Here is my case:
I would like to calculate quantity and price for a given item on any given date.
Prices are calculated using total item quantity and unit price so price changes with respect to item's quantity.
warehouse_1
states that item was shipped from that warehouse, warehouse_2
states that item was sent to that warehouse.
Here is my logic:
Fetch deliveries for each item and sum their quantities. (1st CTE)
Find the sum of quantities in both warehouses separately. (2nd CTE)
Calculate final quantity and multiply it by unit price.
Show result which consists of item id, quantity and price.
I wrote a query which does the calculations correctly BUT it gets exponentially slower when data count gets bigger. (Takes 5 seconds on my DB with 6k rows, almost locks DB on my coworker's DB with 21k rows)
How can I optimize this query? I am doing cumulative calculations on 2nd CTE for each row coming from 1st CTE and that needs a rework I believe.
Can I use
LAG()
function for this use case?
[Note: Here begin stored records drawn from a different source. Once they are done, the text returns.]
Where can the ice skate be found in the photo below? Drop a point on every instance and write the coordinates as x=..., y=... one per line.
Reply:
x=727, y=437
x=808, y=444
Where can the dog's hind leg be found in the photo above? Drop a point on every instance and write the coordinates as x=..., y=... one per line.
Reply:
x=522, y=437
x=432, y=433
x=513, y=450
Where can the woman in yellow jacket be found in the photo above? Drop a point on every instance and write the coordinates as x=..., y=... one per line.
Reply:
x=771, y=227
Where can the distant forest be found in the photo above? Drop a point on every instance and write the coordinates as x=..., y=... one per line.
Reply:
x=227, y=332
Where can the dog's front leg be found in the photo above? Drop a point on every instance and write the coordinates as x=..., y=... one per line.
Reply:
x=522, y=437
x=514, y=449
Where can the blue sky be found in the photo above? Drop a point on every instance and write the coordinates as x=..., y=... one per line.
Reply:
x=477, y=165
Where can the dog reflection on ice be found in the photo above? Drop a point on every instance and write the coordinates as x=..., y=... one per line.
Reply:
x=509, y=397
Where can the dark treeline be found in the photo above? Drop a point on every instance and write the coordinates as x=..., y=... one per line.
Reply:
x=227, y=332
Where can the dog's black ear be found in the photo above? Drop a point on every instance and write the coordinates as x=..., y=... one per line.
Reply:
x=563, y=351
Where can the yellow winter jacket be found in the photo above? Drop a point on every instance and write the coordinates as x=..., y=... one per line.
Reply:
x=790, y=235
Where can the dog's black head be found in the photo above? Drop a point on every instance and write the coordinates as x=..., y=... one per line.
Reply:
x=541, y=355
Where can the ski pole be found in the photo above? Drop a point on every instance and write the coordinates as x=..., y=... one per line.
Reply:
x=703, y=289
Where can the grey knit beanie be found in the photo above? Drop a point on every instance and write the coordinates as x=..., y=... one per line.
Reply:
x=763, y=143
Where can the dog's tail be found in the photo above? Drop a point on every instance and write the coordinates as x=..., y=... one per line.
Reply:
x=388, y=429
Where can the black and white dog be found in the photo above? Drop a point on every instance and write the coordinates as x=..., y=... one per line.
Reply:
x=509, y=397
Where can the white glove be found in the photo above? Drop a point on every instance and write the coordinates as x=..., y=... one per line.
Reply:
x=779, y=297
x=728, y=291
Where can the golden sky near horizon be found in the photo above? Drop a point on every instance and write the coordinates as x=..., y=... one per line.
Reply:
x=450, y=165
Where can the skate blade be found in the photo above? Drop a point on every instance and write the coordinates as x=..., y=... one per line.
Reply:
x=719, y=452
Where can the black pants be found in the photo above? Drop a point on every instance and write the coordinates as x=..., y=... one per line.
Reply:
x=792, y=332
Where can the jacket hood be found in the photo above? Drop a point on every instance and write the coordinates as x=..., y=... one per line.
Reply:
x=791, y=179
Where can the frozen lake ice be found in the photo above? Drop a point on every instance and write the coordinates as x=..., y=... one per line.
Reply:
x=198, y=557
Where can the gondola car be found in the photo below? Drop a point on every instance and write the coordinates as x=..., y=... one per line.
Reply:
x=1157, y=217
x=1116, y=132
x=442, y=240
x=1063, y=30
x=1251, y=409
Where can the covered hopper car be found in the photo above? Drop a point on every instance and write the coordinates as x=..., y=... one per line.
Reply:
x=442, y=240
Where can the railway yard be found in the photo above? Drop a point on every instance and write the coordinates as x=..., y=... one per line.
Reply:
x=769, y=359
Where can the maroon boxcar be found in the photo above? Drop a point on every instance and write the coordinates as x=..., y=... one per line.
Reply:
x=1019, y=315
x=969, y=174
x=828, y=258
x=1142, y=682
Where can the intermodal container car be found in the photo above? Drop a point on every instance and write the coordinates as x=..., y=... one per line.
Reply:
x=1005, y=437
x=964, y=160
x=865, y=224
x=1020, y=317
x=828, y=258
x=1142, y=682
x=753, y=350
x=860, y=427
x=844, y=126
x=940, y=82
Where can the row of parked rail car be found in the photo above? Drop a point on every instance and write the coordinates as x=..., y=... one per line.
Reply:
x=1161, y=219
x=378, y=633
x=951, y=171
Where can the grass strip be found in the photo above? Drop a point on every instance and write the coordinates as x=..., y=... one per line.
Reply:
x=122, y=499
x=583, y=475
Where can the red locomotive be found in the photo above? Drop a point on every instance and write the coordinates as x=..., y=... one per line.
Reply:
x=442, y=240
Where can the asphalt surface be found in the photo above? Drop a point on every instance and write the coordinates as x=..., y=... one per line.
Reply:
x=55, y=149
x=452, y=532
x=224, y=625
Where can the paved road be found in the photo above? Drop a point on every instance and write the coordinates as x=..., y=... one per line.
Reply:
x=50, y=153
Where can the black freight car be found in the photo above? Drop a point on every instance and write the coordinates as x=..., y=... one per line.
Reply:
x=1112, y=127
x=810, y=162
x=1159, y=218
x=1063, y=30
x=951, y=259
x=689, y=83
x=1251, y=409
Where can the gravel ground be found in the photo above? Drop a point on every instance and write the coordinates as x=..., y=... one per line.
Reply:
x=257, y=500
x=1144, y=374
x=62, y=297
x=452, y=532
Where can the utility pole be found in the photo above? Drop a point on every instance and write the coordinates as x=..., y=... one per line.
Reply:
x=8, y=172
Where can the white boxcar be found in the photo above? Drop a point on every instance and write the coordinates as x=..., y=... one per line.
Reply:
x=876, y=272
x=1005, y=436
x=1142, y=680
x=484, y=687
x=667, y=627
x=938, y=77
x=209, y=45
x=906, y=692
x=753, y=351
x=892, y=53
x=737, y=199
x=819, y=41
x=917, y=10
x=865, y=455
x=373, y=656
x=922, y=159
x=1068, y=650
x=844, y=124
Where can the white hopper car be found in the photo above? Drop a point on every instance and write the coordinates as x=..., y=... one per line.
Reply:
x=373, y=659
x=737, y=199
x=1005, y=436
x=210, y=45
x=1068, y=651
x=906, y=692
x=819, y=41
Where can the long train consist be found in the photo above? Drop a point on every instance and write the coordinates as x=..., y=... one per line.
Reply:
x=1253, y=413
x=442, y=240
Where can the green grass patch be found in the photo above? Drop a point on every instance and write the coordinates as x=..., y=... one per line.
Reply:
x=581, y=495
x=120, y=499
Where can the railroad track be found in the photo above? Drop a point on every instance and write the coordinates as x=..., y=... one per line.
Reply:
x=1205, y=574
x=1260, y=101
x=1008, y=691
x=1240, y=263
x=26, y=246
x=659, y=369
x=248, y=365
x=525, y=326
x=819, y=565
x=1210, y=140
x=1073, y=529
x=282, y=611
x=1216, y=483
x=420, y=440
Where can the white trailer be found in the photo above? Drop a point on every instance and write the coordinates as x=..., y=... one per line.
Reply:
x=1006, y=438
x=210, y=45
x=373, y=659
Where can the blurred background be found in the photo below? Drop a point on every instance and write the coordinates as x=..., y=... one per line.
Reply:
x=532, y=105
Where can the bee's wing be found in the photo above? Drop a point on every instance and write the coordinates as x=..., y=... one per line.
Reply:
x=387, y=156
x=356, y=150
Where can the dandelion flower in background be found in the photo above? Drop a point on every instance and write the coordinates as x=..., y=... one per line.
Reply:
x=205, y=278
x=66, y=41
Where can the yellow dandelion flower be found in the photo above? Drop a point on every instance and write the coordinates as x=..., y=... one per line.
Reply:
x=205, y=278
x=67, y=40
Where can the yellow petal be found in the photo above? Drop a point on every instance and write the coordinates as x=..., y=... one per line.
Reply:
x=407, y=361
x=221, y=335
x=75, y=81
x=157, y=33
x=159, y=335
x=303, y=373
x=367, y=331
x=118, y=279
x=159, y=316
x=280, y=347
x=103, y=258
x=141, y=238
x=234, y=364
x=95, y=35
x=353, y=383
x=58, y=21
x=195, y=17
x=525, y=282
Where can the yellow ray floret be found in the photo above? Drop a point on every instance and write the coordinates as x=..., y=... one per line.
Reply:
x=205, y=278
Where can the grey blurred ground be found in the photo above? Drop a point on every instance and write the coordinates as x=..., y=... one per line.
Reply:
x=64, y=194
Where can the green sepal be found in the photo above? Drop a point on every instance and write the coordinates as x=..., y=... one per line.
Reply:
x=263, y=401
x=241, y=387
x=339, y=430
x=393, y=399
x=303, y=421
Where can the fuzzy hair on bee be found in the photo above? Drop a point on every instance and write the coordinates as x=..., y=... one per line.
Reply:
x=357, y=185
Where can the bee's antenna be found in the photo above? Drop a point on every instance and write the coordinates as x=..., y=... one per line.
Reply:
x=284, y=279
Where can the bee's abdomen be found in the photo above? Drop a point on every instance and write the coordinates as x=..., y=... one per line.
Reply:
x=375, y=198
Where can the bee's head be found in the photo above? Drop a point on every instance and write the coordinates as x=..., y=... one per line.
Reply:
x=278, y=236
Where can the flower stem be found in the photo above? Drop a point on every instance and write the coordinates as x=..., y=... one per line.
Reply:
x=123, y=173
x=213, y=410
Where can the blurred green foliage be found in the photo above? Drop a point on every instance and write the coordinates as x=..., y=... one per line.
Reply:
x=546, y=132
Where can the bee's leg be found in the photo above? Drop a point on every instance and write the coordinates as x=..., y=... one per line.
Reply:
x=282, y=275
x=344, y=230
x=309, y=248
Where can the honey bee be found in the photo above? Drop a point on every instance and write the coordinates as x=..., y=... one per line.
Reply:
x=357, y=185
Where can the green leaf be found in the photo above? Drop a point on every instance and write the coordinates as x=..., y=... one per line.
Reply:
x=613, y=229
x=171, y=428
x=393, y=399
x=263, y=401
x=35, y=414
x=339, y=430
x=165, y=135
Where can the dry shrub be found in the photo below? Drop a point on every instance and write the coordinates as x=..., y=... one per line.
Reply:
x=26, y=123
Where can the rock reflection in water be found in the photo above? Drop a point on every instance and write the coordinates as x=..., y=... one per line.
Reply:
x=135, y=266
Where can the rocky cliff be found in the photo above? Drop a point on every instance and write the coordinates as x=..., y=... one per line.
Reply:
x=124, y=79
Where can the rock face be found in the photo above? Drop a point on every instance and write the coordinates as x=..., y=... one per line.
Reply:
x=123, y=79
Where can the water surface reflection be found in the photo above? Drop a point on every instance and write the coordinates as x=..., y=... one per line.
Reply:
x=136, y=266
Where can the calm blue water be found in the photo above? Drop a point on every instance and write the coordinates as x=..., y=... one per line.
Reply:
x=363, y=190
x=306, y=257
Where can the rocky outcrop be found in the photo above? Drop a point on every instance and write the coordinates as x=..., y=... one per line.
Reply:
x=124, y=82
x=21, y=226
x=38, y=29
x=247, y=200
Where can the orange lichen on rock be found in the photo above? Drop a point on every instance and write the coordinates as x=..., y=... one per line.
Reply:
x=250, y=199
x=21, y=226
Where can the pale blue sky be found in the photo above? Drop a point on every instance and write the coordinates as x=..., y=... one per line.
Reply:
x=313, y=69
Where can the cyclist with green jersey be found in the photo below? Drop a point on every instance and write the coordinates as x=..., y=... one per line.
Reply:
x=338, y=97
I tried that with something like
LAG(a.deliveryTotal) over(order by a.updated desc rows between unbounded preceding and current row)
instead of the CASE block in 2nd CTE but I can't seem to figure out how to use filter()
or put a condition inside LAG() statement.
Here is my query:
`
with deliveriesCTE as (
select
row_number() over(partition by it.id
order by
dd.updated asc) as rn,
sum(dd.quantity) as deliveryTotal,
dd.updated as updated,
it.id as item_id,
d.warehouse_1 as outWH,
d.warehouse_2 as inWH,
d.company_code as company
from
deliveries d
join deliveries_detail dd on
dd.deliveries_id = d.id
join items it on
it.id = dd.item_id
where
...
group by
dd.updated,
it.id,
d.warehouse_1,
d.warehouse_2,
d.company_code
order by
dd.updated asc),
cumulativeTotalsByUnit as (
select
distinct on
(a.item_id) a.rn,
a.deliveryTotal,
a.updated,
a.item_id,
a.outWH,
a.inWH,
a.company,
case
when a.rn = 1
and a.outWH is not null then coalesce(a.deliveryTotal,
0)
else (
select
coalesce(sum(b.deliveryTotal) filter(
where b.outWH is not null),
0)
from
deliveriesCTE b
where
a.item_id = b.item_id
and b.rn <= a.rn)
end as outWHTotal,
case
when a.rn = 1
and a.inWH is not null then coalesce(a.deliveryTotal,
0)
else (
select
coalesce(sum(b.deliveryTotal) filter(
where b.inWH is not null),
0)
from
deliveriesCTE b
where
a.item_id = b.item_id
and b.rn <= a.rn)
end as inWHTotal
from
deliveriesCTE a
order by
a.item_id,
a.updated desc)
select
resultView.item_id,
resultView.quantity,
resultView.price
from
(
select
cumTotals.item_id,
cumTotals.inWHTotal - cumTotals.outWHTotal as quantity,
p.price * (cumTotals.inWHTotal - cumTotals.outWHTotal) as price
from
prices p
join cumulativeTotalsByUnit cumTotals on
cumTotals.item_id = p.item_id ) resultView
where
resultView.rn = 1;
`
It's hard to say for use without a MCV, but my guess on what you are trying to do is do a Windowed SUM() calculation as opposed to LAG(). There is documentation Here.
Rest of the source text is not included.